Le casting ne serait rien sans Mohan Babu, dont la prestation peut être qualifiée de mythique. Complètement investi dans son rôle, il emprunte le phrasé des anciens acteurs et se permet de rajouter des envolées lyriques avec une aisance hors du commun. Son personnage est d’ailleurs le plus abouti et le plus marquant du film. C’est un vrai retour en grâce pour cette ancienne star des années 90 (il a joué dans près de 500 films) qui dominait le box-office outrageusement, et que l’on surnommait "Collection King" ou "Dialogue King". Mais à l’aube des années 2000, les flops (notamment de sa maison de production) se sont enchaînés et l’acteur était relégué au second plan. Yamadonga a clairement redonné du souffle à sa carrière, puisqu’il sera dans Bajjigudu prochainement.

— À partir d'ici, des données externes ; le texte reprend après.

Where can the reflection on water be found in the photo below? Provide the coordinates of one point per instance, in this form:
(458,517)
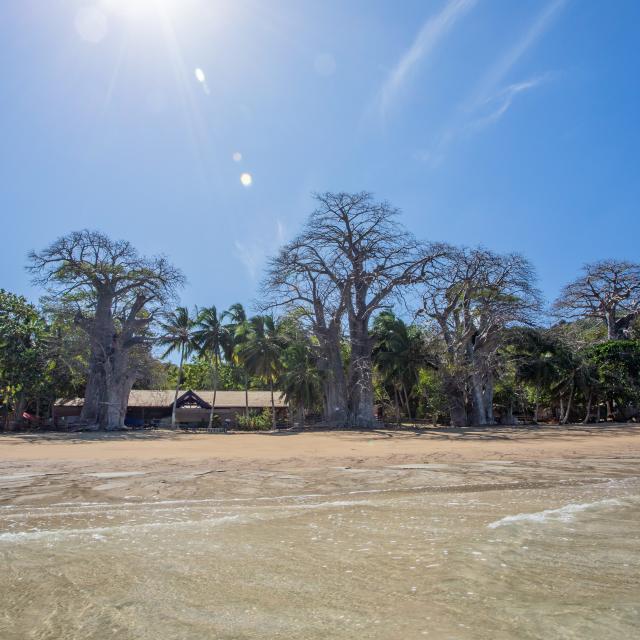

Rajamouli, comme à son habitude, s’est entouré de quelques-uns des meilleurs techniciens d’Inde : il en ressort une photographie de Senthil Kumar riche et soignée, une grande variété des cadrages, etc.
On aura bien compris que Yamadonga est un divertissement de grande qualité, avec une maîtrise technique et une originalité qui font la différence avec les productions standards qui abreuvent actuellement le cinéma telugu. On pourra donc se délecter d’un bon film sans se prendre la tête.